Being bought for a record fee opened Pogba up to an increased level of scrutiny that he had not experienced before. As he defied expectations, and allegations of a lack of professionalism from Sir Alex Ferguson, to become a first-teamer at Juventus he did so as a free transfer. The France international became indispensable at Juventus without the looming ghost of costly failure. At United, his consistency and influence was questioned. As the debate raged on how best to positionally accommodate his unorthodox selection of skills, pundits began to criticise the player in larger numbers. This is not to make the point that any player is beyond reproach, simply that the sustained and targeted criticism Pogba accrued from some quarters was excessive. There is a reason a whole meme centres around one pundit in particular blaming the midfielder for all the world’s ills.

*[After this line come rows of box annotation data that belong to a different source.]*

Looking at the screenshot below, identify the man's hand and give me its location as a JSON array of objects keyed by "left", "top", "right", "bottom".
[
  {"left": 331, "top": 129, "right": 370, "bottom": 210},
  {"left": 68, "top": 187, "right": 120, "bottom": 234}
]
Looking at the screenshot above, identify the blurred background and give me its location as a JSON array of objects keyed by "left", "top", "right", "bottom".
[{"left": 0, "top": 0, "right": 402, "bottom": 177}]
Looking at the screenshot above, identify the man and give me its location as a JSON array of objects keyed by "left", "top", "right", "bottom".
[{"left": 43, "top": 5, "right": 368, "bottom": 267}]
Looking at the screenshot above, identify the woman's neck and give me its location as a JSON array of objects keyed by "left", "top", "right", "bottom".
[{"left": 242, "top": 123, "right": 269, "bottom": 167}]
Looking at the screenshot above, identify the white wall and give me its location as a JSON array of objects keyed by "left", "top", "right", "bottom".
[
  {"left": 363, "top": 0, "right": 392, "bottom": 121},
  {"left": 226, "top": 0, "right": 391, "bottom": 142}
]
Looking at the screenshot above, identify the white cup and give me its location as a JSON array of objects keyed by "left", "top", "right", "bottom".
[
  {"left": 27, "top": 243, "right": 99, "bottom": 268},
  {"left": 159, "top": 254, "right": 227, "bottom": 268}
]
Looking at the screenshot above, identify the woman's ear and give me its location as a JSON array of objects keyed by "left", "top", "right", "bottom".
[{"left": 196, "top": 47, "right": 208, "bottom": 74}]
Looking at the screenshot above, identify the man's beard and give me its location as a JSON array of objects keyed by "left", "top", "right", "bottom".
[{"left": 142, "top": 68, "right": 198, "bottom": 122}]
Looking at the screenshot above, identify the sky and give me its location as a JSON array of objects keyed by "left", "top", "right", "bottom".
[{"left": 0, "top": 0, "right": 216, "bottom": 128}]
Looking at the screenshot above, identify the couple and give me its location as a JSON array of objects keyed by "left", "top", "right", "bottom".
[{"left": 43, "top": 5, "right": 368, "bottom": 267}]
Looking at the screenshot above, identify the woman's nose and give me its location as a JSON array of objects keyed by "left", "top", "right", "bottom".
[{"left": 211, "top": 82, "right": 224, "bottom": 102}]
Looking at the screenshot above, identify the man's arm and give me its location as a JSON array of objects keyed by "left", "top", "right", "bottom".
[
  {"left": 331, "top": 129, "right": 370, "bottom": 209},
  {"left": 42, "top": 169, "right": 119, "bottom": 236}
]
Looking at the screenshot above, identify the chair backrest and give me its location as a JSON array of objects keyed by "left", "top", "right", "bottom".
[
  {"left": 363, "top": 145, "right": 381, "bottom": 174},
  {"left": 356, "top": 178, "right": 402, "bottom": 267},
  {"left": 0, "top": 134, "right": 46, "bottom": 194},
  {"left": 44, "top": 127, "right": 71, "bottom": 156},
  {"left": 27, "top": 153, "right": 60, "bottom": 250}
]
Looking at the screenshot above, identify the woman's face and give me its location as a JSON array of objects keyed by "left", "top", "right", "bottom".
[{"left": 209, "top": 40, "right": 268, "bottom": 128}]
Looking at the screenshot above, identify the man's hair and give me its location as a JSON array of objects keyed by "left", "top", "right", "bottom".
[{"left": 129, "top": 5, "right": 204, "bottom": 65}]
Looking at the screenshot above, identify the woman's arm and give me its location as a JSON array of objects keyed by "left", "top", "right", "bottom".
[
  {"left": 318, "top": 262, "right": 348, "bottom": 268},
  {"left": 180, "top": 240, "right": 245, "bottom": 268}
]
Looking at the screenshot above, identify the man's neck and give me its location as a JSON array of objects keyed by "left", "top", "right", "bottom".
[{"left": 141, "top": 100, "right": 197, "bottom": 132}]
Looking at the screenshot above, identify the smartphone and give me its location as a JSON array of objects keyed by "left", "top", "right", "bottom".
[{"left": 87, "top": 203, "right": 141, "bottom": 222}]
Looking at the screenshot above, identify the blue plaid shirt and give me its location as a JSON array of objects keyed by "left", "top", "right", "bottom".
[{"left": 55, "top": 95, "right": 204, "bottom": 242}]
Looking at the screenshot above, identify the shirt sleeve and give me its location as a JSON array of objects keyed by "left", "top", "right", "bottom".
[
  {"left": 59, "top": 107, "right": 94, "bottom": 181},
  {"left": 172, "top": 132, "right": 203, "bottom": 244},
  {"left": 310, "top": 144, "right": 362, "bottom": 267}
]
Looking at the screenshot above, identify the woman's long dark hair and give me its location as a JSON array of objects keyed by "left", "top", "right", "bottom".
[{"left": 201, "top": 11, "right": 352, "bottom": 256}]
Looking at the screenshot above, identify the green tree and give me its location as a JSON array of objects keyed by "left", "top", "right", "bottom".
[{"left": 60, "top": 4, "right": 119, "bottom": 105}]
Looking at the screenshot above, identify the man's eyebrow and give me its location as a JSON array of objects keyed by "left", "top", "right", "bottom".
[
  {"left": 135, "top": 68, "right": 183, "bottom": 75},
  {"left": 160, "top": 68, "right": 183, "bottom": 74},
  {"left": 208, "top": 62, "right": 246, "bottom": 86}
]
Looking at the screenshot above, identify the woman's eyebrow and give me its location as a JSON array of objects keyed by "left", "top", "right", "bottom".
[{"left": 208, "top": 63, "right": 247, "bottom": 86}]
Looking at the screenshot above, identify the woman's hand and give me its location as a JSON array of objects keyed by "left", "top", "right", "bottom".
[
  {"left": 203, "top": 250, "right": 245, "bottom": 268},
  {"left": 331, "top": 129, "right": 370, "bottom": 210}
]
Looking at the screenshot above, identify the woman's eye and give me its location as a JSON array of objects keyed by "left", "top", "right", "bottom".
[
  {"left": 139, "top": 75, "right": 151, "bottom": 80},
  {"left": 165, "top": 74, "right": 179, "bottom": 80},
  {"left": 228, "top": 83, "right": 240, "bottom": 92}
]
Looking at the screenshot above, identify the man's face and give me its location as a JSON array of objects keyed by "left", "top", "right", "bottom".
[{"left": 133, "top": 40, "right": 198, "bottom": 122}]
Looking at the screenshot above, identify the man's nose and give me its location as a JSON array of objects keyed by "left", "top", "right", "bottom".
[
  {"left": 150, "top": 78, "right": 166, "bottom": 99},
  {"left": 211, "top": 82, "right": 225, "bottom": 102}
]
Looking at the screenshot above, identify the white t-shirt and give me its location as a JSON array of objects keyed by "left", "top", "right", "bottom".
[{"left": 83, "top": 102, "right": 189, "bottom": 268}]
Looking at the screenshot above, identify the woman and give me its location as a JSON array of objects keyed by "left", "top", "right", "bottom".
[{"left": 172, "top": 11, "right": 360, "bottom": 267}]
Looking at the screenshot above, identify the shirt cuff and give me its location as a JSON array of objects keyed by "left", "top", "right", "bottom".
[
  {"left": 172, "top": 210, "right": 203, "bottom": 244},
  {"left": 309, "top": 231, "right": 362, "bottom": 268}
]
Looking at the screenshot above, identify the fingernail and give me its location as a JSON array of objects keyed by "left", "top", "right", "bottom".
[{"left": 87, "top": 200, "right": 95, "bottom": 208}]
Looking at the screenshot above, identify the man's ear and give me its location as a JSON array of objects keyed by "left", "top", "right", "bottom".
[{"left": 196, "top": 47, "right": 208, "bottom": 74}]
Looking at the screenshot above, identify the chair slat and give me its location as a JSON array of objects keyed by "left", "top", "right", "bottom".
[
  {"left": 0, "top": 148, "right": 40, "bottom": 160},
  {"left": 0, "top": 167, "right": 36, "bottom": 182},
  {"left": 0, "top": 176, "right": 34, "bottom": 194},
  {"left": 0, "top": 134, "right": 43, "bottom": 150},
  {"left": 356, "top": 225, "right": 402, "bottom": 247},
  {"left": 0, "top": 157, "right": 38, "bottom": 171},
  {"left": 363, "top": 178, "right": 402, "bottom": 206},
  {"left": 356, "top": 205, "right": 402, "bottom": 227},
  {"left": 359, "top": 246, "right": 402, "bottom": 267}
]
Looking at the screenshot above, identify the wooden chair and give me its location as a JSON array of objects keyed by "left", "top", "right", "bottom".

Even more unacceptable was the way such criticism seemed to follow Pogba off the pitch. For decades, players like George Best, Paul Gascoigne and Diego Maradona were lionised for their off-field excesses. Best was the most naturally-gifted player ever to pull on the red shirt of Manchester United, but I’d wager you have heard more tales of his drinking than of his effortless slaloms past helpless defenders. Pogba indulges in no such vices, but his happy-go-lucky demeanour, dancing and social media posts have all been used as sticks to beat him with. To re-emphasise an earlier point, footballers are human beings. The argument that a few seconds of dancing on Instagram is to blame for United’s woes on the pitch, a complaint levelled at Jesse Lingard and others as well as Pogba, is flimsy at best.
This article is not trying to make the point that Paul Pogba is a saint beyond any fair criticism. His performances for United have fluctuated between titanic and tiresome. The form he showed in helping his country win the World Cup is only rarely glimpsed from a seat in the Stretford End. The 29-year-old and his agent have also relentlessly undermined United, lifting their skirt to any passing super-club in a series of interviews that are brazen in their advances. In the very same interview Pogba made his mental health revelation, he also spoke of a desire to move to Paris Saint-Germain. At a time where his current employers are battling for fourth spot, Pogba called United’s season “dead”. These comments are unhelpful and to many fans unforgivable, but they do not mean Pogba is undeserving of sympathy.
Mental health is thankfully more of a talking point than ever, both in sport and in society. Still, there is a temptation from some quarters to see footballers as something artificial. To dehumanise them. Paul Pogba is not a comic book character, no matter how many items with his face on you can buy from the Manchester United Megastore. He’s a human being. Flawed? Yes. As are we all. But his mental health is important, and no amount of money, fame or footballing ability is justification enough to not take it seriously.